Thousands of tokens.

Every single time.

The session processed the message, generated a response, exited, and waited for the next event.

Then another identical onboarding message arrived.

Another session spawned.

Another full context load.

Again. And again. And again.

5,080 times in roughly 15 hours.


The terrifying part

Nothing looked broken.

The agents responded normally. No crashes. No red alerts. No failing health checks.

From the outside, the system appeared healthy.


Why Nobody Noticed

For 15 hours, the loop quietly burned tokens in the background.

Several things made it unusually hard to detect:

1. The system was technically "working"

Messages flowed correctly. Agents replied correctly. Tasks completed successfully. Nothing visibly failed.

2. Agent startup is deceptively expensive

Most of the burn came from repeatedly loading massive context windows — not model outputs. Every new session loaded the full orchestration environment before doing any work. A tiny onboarding ping triggered tens of thousands of input tokens. Over and over.

3. Session budgets didn't help

Each individual session stayed within limits. But the loop continuously spawned brand-new sessions. Per-session token limits are useless if you accidentally create infinite sessions.

4. Rate limiting didn't help either

Even with request throttling, every request still consumed context tokens. A slow infinite loop is still an infinite loop.

5. Monitoring lagged behind reality

We checked usage dashboards manually. Once per day. By the time we saw the spike, the loop had already been running all night.

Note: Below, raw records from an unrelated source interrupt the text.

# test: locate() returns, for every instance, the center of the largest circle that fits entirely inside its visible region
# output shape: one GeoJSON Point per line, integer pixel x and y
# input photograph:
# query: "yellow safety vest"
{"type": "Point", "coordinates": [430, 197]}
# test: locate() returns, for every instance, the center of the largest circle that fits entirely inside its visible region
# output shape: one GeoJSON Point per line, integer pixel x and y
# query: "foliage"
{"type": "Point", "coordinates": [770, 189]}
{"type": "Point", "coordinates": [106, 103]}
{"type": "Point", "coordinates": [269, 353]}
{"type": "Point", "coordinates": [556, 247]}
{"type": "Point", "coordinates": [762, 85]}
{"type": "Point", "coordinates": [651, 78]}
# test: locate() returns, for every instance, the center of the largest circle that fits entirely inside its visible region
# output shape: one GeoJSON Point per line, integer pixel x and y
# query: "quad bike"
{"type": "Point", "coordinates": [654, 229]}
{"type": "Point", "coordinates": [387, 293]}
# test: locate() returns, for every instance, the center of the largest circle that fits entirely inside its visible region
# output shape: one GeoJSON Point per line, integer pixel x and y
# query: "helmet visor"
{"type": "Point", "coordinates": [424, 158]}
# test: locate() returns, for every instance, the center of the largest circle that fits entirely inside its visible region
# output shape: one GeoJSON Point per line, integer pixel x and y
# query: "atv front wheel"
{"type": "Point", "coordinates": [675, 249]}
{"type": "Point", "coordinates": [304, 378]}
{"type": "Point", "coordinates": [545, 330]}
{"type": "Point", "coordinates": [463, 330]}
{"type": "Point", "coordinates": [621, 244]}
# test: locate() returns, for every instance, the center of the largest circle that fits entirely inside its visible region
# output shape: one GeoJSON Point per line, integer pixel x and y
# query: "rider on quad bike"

6. Killing the process didn't stop it

The bridge daemon was managed by launchd. Killing the process simply restarted it automatically. We had to unload the daemon entirely before the loop finally stopped.


The Root Cause

The issue came from an ugly interaction between:

  • network discovery
  • onboarding retries
  • and a bridge with no deduplication layer

The secondary agent had unstable connectivity during onboarding. It repeatedly appeared and disappeared from the network. Each rediscovery triggered another "welcome" event. The bridge forwarded every event blindly. Hermes processed each one as brand-new.

Positive feedback loop:

Onboarding event
    ↓
NATS message
    ↓
Bridge forwards event
    ↓
Hermes session spawns
    ↓
Context loads
    ↓
Response generated
    ↓
Network rediscovery
    ↓
Onboarding event again
Enter fullscreen mode Exit fullscreen mode

Repeat for 15 hours.


The Fix

The actual fix was surprisingly small. Three changes stopped the entire cascade.

1. Message deduplication

The critical fix. The bridge now hashes incoming onboarding payloads and ignores duplicates within a cooldown window.

2. Session spawn protection

Repeated onboarding events from the same agent are now collapsed into a single active session.

3. Real-time token monitoring

We added live token-rate alerts instead of daily dashboard checks. If token velocity spikes abnormally, the bridge now alerts immediately.

Full implementation: github.com/nerudek/nats-agent-state-sharing/tree/main/bridge


The Cost

Now for the part that genuinely scared me.

I calculated what this exact same bug would have cost across different providers.

The bug was identical. Only the API provider changed.

Provider Estimated Cost
Anthropic Claude Sonnet ~$1,245
OpenAI GPT-5-class pricing ~$2,090
Moonshot Kimi ~$392
DeepSeek $22.97

That's the moment I finally exhaled.

The engineering mistake was real. The token burn was real. The 400 million tokens were very real.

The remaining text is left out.